А Коля догнал девчонку, которая, опустив голову, медленно брела между составами. Руки ее были заняты всякой снедью, а на плече висела связка баранок. И Коля сунул девчонке колбасу под мышку и что-то сказал.
Ребята, как сговорились, — никто со мной ни слова. Как только я к кому-нибудь обращалась, все молча отворачивались. Но почему? Разве я неправильно сделала? Я ведь только наказала пришелицу, забравшуюся на нашу территорию. Меня ведь тоже на днях выдворили из чужих владений: летела носом так, что и сейчас ссадила не зажила…
Гаденькое, мелкое чувство злорадства и непогрешимости одновременно вдруг захлестнуло меня, и я зло заорала:
— Что, завидно стало?! Съела шоколад, да? С вами не поделилась, да? Чего же вы-то ушами хлопали? У нее же много всего было!..
На меня посмотрели с откровенным презрением.

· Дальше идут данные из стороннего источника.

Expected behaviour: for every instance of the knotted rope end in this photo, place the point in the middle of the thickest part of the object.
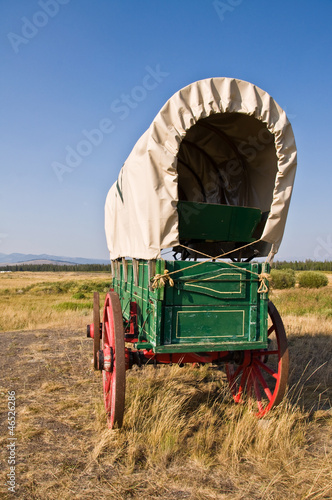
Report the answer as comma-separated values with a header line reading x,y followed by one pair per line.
x,y
160,280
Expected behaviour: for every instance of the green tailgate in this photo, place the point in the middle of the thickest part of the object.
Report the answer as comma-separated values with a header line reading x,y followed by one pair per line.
x,y
206,221
211,307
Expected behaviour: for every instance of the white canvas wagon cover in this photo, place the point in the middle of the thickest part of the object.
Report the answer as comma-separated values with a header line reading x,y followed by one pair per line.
x,y
219,140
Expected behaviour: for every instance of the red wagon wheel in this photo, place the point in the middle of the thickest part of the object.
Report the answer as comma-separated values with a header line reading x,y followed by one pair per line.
x,y
114,372
261,375
96,330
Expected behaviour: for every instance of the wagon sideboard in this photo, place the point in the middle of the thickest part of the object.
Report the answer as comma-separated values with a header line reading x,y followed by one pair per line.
x,y
211,307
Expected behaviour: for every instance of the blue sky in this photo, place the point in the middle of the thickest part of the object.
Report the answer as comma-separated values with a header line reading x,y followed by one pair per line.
x,y
67,64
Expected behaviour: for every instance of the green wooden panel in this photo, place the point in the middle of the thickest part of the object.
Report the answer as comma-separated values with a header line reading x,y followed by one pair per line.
x,y
212,307
205,221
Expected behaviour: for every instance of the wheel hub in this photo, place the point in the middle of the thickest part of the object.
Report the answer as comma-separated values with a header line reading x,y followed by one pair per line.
x,y
106,359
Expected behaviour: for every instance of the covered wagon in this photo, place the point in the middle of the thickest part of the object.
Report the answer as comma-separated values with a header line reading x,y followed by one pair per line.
x,y
210,181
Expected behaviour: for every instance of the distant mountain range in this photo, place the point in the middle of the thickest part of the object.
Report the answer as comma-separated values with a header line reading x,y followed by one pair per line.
x,y
20,258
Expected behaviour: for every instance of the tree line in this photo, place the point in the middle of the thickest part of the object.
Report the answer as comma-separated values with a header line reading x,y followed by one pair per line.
x,y
307,265
56,268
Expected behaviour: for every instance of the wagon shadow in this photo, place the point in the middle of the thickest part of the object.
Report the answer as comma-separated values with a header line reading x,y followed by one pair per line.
x,y
310,379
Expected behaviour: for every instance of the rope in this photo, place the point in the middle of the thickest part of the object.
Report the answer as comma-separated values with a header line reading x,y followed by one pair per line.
x,y
160,280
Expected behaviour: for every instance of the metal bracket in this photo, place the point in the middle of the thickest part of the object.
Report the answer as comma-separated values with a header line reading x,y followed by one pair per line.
x,y
135,271
125,269
151,272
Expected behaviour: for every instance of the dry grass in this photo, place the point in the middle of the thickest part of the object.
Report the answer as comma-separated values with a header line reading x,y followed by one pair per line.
x,y
45,300
182,436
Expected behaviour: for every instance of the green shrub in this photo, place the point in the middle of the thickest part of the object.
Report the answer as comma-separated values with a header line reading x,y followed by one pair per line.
x,y
79,295
312,279
282,279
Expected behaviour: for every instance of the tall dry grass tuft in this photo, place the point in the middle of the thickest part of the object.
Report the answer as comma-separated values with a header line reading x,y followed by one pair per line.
x,y
183,416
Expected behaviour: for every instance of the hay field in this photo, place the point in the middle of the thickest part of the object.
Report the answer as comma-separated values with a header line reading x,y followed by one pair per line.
x,y
182,437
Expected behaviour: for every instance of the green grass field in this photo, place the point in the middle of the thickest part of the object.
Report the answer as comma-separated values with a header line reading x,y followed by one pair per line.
x,y
183,437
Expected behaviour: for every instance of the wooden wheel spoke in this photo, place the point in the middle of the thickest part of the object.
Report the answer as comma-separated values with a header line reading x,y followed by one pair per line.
x,y
257,391
236,373
266,368
114,380
258,380
263,382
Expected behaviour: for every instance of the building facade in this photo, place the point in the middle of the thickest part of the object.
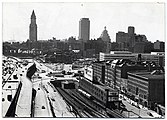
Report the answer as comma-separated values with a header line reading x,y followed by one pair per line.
x,y
84,29
33,28
147,88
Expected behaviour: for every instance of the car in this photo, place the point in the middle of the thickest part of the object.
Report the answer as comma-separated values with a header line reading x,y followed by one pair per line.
x,y
153,114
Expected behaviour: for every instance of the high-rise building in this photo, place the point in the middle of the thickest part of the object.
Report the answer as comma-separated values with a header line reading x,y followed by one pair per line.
x,y
84,29
105,36
33,28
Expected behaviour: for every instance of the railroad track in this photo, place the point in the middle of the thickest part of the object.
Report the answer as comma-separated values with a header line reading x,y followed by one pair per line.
x,y
84,108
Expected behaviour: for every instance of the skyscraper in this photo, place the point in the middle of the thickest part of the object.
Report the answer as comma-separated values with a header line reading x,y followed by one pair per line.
x,y
84,29
105,36
33,28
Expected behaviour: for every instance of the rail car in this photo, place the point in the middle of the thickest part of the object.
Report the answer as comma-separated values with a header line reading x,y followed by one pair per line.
x,y
85,94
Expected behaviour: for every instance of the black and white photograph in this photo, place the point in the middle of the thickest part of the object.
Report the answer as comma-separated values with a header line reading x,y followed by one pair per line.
x,y
83,60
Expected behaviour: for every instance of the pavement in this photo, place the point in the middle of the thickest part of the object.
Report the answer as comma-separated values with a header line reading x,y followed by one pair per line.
x,y
9,88
23,108
59,105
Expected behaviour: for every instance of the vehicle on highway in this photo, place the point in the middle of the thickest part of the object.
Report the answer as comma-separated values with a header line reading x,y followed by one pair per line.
x,y
43,71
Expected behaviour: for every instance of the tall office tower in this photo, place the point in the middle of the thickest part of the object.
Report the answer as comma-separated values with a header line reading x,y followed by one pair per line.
x,y
84,29
33,28
105,36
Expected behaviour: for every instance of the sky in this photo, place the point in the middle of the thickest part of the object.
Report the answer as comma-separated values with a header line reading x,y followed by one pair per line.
x,y
61,20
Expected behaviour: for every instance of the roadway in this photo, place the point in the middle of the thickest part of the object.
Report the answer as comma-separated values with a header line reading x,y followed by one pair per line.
x,y
23,108
53,102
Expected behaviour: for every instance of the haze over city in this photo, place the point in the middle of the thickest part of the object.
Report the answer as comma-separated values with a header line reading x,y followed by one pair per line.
x,y
61,20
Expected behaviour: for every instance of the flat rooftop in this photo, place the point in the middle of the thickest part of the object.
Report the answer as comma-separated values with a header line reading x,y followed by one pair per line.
x,y
148,75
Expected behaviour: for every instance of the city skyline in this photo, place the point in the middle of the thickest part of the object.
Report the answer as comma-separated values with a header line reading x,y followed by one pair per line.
x,y
53,20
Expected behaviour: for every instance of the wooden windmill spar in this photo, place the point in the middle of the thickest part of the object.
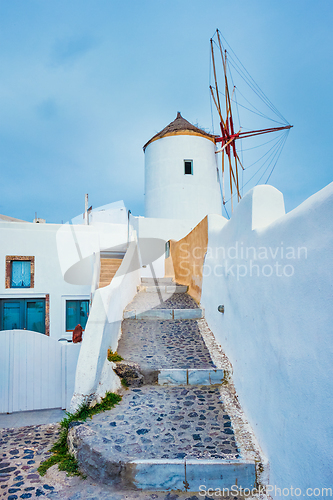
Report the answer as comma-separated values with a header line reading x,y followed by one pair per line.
x,y
228,136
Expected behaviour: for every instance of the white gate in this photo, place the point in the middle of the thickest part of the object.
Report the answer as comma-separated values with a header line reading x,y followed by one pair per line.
x,y
36,371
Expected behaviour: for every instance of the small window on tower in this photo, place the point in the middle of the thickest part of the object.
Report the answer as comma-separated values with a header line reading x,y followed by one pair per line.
x,y
188,167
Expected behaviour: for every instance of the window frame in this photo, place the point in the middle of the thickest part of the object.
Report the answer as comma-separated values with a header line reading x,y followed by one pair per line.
x,y
191,162
23,311
74,299
16,258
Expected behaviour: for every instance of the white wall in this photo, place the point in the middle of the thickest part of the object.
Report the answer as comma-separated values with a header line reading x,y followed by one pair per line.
x,y
153,234
39,240
94,374
64,261
277,330
169,193
36,372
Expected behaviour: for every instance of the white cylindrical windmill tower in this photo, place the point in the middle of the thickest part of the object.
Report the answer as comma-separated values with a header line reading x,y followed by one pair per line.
x,y
181,175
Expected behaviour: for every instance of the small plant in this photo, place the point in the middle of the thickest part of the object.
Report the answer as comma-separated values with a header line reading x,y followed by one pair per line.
x,y
124,383
114,356
60,454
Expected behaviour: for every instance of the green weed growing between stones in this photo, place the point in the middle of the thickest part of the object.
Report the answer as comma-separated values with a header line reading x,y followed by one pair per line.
x,y
114,356
60,454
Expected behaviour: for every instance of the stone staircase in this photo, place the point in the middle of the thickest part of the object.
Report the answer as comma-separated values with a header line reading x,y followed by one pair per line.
x,y
109,267
178,425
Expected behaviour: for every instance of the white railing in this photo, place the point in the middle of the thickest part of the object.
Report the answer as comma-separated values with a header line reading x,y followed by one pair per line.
x,y
36,371
94,374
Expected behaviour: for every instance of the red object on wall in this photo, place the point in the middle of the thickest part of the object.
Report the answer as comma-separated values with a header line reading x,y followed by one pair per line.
x,y
77,334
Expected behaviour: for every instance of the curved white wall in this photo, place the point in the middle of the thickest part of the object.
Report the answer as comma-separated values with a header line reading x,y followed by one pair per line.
x,y
169,193
277,329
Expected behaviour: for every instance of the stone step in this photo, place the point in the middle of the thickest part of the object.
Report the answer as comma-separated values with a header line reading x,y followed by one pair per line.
x,y
136,376
156,281
173,288
190,376
162,439
164,314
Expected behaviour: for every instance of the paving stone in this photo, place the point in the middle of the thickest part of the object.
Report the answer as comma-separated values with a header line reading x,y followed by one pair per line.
x,y
171,416
155,344
144,301
15,477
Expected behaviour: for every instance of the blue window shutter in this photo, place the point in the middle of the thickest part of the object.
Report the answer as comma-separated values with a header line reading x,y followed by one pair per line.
x,y
21,274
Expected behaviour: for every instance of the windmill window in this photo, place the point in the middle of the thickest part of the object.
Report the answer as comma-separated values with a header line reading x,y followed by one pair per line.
x,y
188,167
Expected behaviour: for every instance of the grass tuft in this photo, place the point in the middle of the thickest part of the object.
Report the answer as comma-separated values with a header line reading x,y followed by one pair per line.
x,y
60,454
114,356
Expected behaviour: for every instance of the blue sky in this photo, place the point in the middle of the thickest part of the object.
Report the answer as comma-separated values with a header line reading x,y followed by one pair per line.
x,y
85,83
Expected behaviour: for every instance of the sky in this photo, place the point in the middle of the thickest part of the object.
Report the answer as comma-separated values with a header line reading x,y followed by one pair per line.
x,y
86,83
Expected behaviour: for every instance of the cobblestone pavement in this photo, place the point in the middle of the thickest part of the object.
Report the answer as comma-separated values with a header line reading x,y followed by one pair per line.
x,y
22,450
144,301
165,422
156,344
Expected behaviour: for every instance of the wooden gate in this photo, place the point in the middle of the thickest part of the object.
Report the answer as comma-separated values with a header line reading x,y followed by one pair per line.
x,y
36,371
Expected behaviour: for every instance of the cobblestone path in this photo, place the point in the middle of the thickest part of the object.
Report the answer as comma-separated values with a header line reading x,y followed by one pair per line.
x,y
162,300
22,450
151,422
164,344
165,423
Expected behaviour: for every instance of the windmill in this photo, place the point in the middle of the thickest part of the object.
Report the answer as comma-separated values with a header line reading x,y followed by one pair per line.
x,y
230,136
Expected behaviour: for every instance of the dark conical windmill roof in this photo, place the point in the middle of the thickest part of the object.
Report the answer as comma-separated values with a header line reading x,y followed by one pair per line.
x,y
179,127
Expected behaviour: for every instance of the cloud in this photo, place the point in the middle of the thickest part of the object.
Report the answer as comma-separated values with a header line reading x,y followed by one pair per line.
x,y
68,51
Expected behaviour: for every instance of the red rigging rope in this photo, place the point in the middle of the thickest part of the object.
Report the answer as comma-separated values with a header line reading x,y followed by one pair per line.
x,y
228,130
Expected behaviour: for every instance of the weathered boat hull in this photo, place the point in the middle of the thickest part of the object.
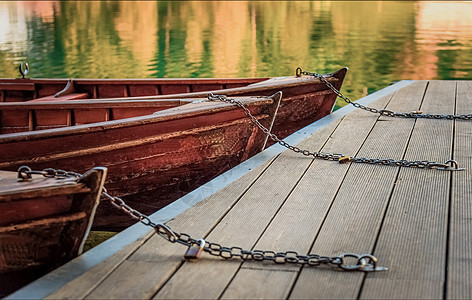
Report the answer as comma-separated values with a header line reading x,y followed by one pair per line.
x,y
151,168
161,155
44,222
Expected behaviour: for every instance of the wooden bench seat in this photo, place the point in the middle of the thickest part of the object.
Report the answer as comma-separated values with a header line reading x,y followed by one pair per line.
x,y
73,96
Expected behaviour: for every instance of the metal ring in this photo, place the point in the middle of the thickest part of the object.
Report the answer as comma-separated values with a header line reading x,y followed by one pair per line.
x,y
24,69
360,262
24,173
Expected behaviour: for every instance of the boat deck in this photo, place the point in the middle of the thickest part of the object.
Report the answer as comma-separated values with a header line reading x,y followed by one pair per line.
x,y
416,221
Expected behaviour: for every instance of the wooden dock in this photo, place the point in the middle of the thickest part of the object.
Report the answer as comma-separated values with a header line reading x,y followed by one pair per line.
x,y
417,222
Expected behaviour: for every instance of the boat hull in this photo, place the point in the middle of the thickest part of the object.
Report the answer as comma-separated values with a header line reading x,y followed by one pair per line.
x,y
150,167
44,222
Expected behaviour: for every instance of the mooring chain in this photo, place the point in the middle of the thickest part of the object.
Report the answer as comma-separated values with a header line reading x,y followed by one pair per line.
x,y
346,261
449,165
384,112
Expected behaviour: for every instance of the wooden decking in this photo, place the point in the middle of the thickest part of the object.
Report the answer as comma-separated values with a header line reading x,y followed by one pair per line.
x,y
417,222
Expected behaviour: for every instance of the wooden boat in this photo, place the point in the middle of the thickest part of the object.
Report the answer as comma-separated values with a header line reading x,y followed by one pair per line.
x,y
44,222
155,151
155,159
305,98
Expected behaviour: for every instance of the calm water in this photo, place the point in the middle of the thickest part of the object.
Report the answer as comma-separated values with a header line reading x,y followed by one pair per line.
x,y
381,42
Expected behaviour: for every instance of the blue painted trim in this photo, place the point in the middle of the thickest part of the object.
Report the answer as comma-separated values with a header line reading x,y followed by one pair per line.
x,y
51,282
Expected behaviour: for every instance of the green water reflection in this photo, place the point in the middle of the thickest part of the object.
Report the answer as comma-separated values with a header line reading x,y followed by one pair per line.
x,y
381,42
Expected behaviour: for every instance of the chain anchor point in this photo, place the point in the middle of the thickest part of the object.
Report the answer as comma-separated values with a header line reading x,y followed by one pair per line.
x,y
454,166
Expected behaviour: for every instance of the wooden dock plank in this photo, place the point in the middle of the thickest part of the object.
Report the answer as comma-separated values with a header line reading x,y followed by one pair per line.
x,y
413,236
416,221
357,212
78,288
297,223
244,224
460,243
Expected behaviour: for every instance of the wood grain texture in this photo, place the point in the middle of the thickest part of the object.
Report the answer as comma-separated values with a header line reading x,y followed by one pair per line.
x,y
244,224
414,234
357,211
459,272
161,256
404,216
299,220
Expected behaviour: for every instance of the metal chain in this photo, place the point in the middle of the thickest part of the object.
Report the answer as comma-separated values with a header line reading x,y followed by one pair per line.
x,y
449,165
346,261
384,112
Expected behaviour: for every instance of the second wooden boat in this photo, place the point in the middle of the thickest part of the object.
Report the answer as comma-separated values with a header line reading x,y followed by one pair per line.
x,y
43,222
155,151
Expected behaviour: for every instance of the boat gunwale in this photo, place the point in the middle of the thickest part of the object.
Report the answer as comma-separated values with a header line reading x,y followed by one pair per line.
x,y
174,113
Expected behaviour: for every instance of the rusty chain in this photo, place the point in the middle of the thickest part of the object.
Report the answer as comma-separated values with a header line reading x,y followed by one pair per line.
x,y
346,261
449,165
384,112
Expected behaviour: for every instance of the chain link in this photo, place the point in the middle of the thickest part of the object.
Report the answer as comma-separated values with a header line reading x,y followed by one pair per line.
x,y
361,262
384,112
450,165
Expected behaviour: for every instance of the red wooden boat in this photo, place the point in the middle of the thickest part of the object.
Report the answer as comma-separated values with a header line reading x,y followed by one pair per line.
x,y
43,222
305,98
155,159
167,149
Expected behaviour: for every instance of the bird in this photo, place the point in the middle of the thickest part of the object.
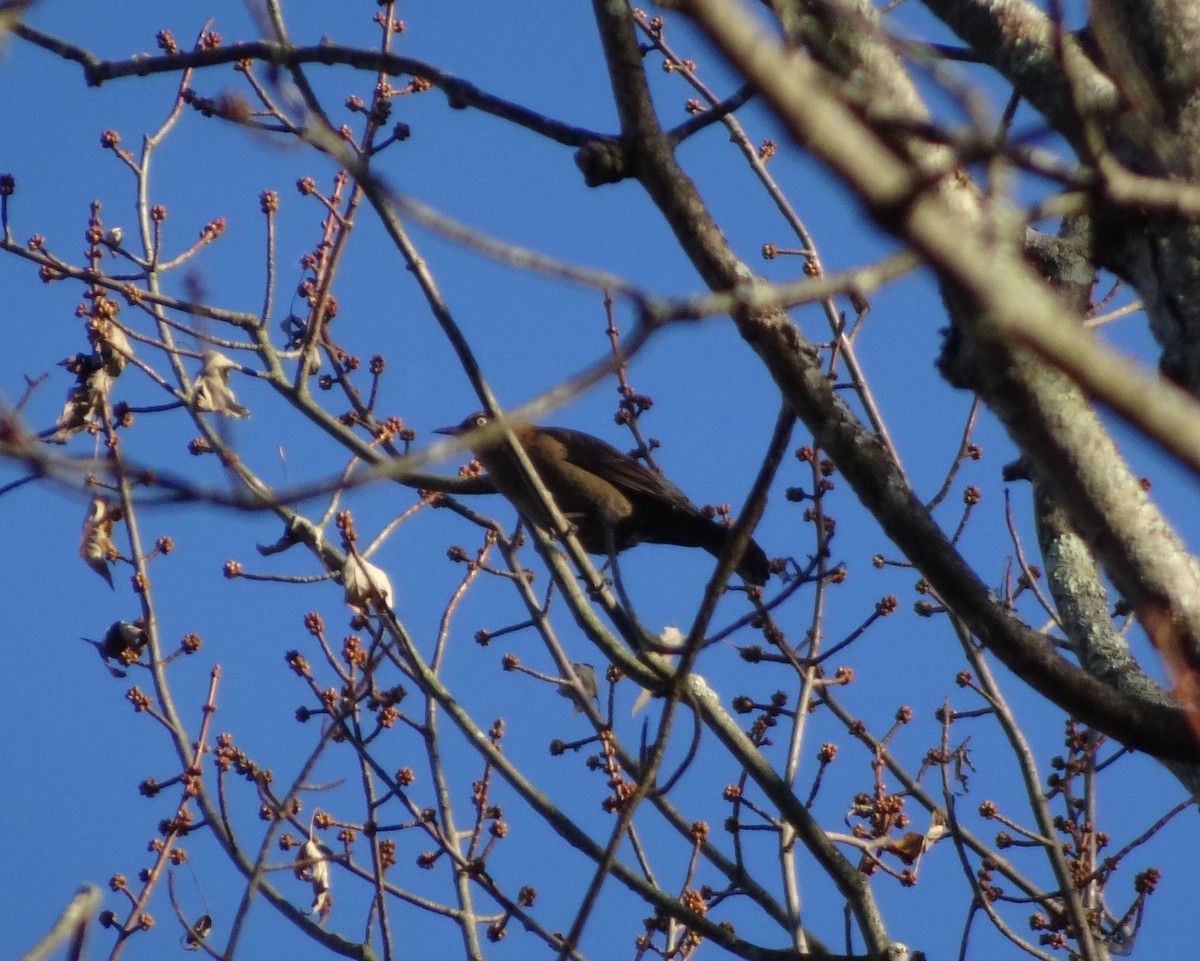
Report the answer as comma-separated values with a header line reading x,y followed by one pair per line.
x,y
612,500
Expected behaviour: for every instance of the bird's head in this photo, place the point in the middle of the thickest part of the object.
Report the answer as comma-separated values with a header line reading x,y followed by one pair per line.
x,y
473,422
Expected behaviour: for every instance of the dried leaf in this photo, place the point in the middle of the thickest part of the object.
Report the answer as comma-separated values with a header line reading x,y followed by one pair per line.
x,y
213,391
366,586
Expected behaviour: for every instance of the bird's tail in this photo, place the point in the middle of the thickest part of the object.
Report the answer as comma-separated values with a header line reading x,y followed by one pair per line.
x,y
699,532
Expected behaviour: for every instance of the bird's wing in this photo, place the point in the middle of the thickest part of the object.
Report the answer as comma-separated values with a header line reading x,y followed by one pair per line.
x,y
599,457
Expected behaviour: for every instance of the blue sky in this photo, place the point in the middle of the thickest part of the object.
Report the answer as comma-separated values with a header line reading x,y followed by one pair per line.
x,y
75,751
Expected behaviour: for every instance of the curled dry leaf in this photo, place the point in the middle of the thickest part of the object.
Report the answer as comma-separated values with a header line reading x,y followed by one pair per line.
x,y
213,391
313,868
366,586
95,374
96,544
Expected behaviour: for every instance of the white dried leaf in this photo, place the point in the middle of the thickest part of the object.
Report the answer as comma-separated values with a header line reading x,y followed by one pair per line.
x,y
366,586
213,392
96,544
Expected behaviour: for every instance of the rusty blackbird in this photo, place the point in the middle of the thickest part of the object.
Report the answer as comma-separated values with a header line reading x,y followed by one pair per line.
x,y
603,493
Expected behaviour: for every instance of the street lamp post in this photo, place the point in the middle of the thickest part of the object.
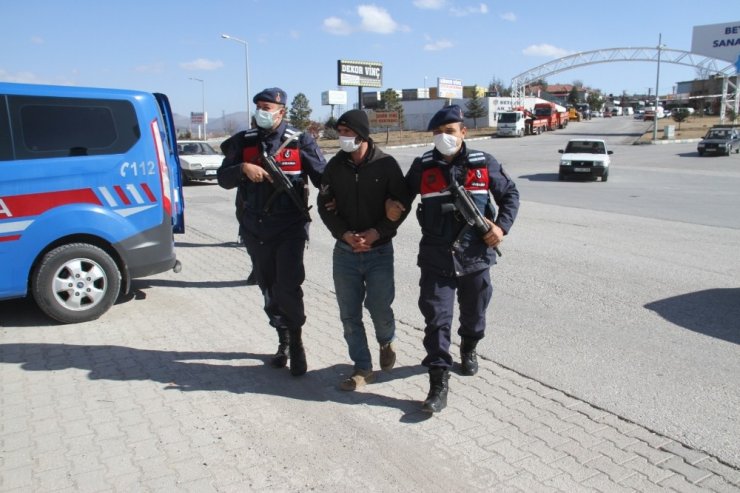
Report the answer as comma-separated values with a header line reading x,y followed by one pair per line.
x,y
246,64
203,103
657,83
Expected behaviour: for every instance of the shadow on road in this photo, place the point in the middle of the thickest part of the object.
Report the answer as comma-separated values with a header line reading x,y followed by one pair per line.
x,y
713,312
187,371
540,177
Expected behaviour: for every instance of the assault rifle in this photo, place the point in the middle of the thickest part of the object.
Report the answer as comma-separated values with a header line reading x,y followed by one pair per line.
x,y
282,183
464,205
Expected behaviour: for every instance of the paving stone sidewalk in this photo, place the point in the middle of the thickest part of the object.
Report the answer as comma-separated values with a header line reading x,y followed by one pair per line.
x,y
172,391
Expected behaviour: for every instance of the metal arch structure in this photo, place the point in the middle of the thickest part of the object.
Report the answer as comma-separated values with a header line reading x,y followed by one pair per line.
x,y
639,54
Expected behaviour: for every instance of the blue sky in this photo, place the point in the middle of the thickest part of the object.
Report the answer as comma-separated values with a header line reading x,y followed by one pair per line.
x,y
159,45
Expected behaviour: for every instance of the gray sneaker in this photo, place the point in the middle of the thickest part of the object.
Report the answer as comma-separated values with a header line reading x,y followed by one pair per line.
x,y
387,356
359,378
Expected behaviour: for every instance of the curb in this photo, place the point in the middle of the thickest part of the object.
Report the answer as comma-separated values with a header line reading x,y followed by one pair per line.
x,y
661,142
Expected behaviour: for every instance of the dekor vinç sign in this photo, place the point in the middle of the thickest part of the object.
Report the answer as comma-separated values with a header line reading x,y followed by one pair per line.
x,y
359,73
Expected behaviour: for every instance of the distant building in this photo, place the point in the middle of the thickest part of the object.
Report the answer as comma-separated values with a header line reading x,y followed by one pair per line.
x,y
703,94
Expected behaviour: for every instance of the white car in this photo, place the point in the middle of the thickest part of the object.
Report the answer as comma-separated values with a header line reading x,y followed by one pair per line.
x,y
198,160
586,158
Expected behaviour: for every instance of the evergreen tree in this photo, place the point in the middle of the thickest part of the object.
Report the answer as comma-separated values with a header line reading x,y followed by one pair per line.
x,y
300,112
389,101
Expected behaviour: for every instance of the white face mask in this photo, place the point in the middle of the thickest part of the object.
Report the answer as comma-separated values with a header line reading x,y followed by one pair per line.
x,y
348,144
265,119
446,144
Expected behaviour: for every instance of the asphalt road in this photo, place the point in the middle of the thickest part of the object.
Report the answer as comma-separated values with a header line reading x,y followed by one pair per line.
x,y
625,294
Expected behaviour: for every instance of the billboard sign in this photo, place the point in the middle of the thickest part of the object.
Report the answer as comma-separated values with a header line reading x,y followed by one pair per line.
x,y
449,88
720,41
383,118
361,74
198,118
333,97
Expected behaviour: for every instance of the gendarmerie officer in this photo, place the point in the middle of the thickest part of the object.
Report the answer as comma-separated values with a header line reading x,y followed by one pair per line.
x,y
275,228
452,255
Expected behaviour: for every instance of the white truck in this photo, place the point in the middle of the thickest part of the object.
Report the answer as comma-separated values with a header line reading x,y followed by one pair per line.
x,y
518,123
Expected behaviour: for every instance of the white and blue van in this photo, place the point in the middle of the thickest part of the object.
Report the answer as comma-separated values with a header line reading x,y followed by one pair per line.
x,y
90,195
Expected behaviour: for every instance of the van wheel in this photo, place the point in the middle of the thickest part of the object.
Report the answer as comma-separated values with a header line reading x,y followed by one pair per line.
x,y
76,283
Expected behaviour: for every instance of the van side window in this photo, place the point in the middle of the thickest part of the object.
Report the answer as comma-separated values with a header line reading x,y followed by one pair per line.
x,y
56,127
6,150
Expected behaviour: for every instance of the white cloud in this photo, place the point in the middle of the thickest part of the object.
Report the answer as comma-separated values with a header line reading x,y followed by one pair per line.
x,y
430,4
151,68
545,50
377,20
438,45
337,26
202,64
463,11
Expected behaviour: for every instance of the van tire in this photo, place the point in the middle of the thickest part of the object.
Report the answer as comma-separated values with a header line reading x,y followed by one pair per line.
x,y
97,289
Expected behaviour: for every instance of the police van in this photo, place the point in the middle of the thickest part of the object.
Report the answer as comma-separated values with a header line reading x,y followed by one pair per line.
x,y
90,195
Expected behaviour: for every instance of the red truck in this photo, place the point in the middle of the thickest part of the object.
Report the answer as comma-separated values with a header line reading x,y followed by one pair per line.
x,y
554,115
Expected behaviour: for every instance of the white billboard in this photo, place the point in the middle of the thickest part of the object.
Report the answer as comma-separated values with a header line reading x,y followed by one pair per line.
x,y
720,41
449,88
334,97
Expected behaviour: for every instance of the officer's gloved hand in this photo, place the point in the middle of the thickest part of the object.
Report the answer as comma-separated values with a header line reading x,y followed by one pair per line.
x,y
494,236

— Подождите, ребята! Ведь она ничего не знает! — сказала тут молоденькая воспитательница. — Понимаешь, мать у нее здесь в больнице лежит, и на Ирочкиных руках оказались трое малышей. Она их в детдом не отдает. Люди помогают, да вот пением зарабатывает. Маму ждут. Все вещи растеряли во время бомбежки, сами чудом спаслись.
Воспитательница говорила тихо, спотыкаясь и краснея.
А я стояла пунцовая от стыда. Слова отдавались гулкими ударами колокола в моей голове.
— Дрянь!
Я словно отчетливо услышала самое страшное слово, которое иногда, когда я уж очень, бывало, провинюсь, произносила мама.